On mass digitization for the UNC library (Kirill Fesenko, 2007)

Mass digitization of collections has become an attractive area for leading academic libraries. Through digitization and publishing of books on the Internet, libraries seek to experiment with new technologies, improve access to collections, provide innovative support to education and research, and to increase visibility and competitiveness of their universities. Our Library has been also researching these opportunities with an aim to start a one year experimental large scale digitization project. Among our major goals for this project are the following: experiment with new digitization technologies, processes and relevant work flows; research new ways of online publishing and providing Internet access to digitized material; explore new opportunities in cooperative development of online collections with other academic and cultural institutions.

With these ideas in mind, our staff examined three main mass digitization vendors and their approaches to work with libraries: Google, Microsoft and the Internet Archive. We met in person or conducted phone conferences with representatives from all three organizations, reviewed their contracts and consulted with colleagues in other institutions. Of the three possible mass digitization approaches and vendors, our Library chose Internet Archive for the pilot project. Google and Microsoft's contracts for mass digitization of library collections would not support our goals for the pilot project for several reasons. Firstly, in both Google and Microsoft's approach, the choosing of titles for digitization would be assigned to the vendor and not to the Library. Secondly, both contracts impose restrictions on the Library' ability to use digitized books. For example, these contracts require Library to block Internet search engines from accessing the digitized books on its servers.

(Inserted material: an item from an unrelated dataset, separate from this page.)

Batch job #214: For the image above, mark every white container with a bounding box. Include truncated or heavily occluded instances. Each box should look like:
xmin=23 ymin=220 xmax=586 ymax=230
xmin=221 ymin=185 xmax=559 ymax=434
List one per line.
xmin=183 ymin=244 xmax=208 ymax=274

Thirdly, in case of Google, the books have to be shipped to their own digitization centers and we won't be able to experiment with the equipment. In Microsoft's case, the contract requires installation of 10 digitization stations minimally, which would expose us to larger workload that we would like to have for the pilot project. Google's approach to scanning library books which are still in copyright without explicit publisher permission caused a group of authors and publishers to sue the company for the copyright infringement. To our knowledge, this case is still in the Federal Court.

Internet Archive's proposal, on the other side, does not have the above mentioned restrictions. It will provide the Library with one fast scanner (aka "scribe") and an operator, and publish digitized books on its web site for public access. Importantly, the Library will retain the flexibility of choosing books for digitization and their future reuse on its own web sites. This project will also help the Library to connect with the Open Content Alliance (OCA), a reputable group of cultural, technology, nonprofit, and governmental organizations working closely with the Internet Archive on similar projects. We also plan to develop knowledge and experience needed to define long term approach for mass digitization of collections as result of this experimental one-year project.